Now I wish books were done with animated illustrations and interactive storytelling. Oh wait.
Nothing I’m aware of that does precisely that. In line with @orionsyndrome 's comment there is a browser asset available but it’s going to be as heavy as a normal browser plus the weight of Unity and it’s not a cheap either.
Thanks for your help, @orionsyndrome and @Ryiah .
That’s what I thought. I found a UnityEPubReader On Github (buddingmonkey/UnityEPubReader: EPub reader for Unity3d (github.com)) but it’s built 8 years ago.
Is there a way to update a frame on-demand instead of updating 60 frames a second?
You can reduce it but you can’t pause it, and there is a side effect to it. Input rate is tied to frame rate because it’s just before Update() that input is polled by Unity. So a single frame per second would mean a single poll too. Plus there’s no guarantee that you will get the refresh rate you want. Platforms can override it.
The new InputSystem can be set to manual update mode, and you can disable Cameras and manually request renders, too. You could potentially also set up (platform specific) listeners for native device input so that you don’t need to trigger full Input System updates until you know there’s something to respond to.

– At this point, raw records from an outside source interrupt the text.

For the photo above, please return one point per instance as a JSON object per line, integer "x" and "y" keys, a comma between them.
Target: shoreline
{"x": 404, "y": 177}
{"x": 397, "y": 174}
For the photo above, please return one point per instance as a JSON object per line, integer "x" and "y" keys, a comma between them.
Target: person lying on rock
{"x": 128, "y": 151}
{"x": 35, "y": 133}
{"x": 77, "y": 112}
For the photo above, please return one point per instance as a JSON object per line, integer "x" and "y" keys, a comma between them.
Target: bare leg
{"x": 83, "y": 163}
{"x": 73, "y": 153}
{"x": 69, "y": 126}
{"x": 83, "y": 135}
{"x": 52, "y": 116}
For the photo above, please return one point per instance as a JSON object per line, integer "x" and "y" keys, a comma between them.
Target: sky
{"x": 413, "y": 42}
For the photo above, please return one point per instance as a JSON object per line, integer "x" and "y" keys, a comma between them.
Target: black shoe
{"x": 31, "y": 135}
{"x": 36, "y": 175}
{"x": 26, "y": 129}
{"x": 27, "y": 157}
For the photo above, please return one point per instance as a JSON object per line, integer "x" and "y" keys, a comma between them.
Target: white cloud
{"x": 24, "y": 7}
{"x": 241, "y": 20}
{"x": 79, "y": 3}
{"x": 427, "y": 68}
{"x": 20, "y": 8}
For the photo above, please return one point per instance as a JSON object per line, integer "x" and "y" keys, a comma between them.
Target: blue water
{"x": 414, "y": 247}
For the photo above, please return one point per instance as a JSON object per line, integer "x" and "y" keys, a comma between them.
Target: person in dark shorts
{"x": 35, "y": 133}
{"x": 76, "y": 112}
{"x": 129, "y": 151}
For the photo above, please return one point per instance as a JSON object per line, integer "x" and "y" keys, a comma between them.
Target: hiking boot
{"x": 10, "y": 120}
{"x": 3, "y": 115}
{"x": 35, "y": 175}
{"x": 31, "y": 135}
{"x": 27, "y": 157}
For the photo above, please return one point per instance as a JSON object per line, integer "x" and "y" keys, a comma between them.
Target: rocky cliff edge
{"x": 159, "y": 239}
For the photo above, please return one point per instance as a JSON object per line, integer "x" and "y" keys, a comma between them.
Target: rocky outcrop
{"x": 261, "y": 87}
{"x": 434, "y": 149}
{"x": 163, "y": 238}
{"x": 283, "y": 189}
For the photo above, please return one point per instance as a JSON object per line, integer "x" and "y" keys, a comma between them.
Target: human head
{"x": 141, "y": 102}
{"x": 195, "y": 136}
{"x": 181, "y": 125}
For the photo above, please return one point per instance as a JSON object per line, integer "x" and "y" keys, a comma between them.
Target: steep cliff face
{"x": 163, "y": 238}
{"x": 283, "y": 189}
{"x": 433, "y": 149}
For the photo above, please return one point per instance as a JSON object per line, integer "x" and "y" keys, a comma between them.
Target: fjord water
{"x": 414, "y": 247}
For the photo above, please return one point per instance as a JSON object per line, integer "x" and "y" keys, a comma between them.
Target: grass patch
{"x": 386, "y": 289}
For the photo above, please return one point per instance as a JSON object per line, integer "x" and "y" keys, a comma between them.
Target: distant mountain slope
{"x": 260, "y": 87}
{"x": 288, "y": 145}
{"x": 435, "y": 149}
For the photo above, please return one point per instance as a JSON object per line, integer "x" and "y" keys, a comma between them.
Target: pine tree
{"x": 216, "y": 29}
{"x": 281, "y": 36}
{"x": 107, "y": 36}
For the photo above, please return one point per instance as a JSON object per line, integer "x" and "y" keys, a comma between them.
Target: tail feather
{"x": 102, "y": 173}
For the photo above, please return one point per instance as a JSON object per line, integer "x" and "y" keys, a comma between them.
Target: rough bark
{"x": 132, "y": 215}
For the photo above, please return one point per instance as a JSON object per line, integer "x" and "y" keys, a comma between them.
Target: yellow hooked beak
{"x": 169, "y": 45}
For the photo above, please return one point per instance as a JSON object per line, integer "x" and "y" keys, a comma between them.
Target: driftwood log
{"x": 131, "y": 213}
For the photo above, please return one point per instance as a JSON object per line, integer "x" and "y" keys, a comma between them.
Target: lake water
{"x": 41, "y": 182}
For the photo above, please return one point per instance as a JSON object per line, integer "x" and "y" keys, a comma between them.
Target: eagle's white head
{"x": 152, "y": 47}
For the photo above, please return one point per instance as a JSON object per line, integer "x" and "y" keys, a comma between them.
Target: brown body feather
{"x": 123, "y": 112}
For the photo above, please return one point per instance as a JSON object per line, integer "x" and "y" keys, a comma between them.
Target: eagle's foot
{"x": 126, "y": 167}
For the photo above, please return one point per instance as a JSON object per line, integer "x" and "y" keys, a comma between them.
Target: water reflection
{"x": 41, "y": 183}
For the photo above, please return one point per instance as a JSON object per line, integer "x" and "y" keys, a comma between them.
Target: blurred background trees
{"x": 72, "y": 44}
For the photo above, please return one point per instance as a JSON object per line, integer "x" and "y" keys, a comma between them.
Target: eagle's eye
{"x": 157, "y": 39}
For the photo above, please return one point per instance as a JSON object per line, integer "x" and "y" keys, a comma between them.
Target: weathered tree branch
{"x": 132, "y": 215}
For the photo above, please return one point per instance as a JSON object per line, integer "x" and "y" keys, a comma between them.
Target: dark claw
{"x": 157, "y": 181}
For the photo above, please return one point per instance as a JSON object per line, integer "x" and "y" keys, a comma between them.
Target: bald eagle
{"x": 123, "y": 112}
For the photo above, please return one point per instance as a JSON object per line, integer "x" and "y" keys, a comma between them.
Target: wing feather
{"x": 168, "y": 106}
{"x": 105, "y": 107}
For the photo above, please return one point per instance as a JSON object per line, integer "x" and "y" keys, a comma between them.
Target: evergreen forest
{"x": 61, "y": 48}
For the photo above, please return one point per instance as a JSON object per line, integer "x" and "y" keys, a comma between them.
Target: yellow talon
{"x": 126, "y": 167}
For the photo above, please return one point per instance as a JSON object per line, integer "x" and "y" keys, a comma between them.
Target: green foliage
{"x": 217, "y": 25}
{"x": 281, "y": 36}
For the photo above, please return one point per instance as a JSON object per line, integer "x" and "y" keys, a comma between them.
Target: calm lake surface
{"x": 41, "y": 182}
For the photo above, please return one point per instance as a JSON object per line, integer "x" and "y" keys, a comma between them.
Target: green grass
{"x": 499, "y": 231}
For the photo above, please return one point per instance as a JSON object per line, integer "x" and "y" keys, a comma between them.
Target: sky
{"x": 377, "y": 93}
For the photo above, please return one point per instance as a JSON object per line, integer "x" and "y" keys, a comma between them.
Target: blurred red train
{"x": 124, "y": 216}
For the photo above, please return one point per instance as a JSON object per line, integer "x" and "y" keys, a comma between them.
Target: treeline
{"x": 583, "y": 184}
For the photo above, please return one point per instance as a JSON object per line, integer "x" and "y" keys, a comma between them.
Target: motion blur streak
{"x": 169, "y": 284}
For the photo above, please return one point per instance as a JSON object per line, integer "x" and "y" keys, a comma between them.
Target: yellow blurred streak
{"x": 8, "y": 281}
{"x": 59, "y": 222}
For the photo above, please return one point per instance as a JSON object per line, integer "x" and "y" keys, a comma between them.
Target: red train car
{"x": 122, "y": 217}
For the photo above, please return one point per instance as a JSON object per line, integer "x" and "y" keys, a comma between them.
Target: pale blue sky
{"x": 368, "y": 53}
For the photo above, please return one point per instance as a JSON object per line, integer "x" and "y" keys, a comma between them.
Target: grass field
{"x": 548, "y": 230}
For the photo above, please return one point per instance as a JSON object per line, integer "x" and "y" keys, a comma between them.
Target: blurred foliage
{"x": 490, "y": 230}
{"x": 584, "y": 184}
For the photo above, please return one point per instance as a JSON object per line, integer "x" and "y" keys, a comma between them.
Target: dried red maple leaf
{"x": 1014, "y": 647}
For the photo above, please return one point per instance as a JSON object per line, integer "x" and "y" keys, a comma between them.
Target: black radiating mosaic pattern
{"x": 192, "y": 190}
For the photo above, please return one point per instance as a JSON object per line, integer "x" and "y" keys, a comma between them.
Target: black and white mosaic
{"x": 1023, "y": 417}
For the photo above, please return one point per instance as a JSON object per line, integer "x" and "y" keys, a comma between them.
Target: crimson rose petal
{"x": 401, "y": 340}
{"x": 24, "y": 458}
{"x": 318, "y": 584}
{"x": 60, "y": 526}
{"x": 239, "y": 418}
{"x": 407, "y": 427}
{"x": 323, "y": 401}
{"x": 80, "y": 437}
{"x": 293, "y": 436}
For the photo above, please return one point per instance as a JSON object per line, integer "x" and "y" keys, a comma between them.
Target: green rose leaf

I’ve never tried any of that, because Unity simply doesn’t strike me as a well suited tool for the type of app where you’d typically use such interaction models. By the time you’ve done all of that in any kind of polished manner I suspect that you may as well have spent the time learning something like Xamarin instead.
You could try use physics fixed update and go into project settings physics and set auto simulate off and then call simulate from a script. I think it ticks by the update may be incorrect. But I am sure it does.
You can also have 60fps running constant but only call logic such as page turn when function is pressed. Dropping frames per second will give a bad user experience if dropping below 30.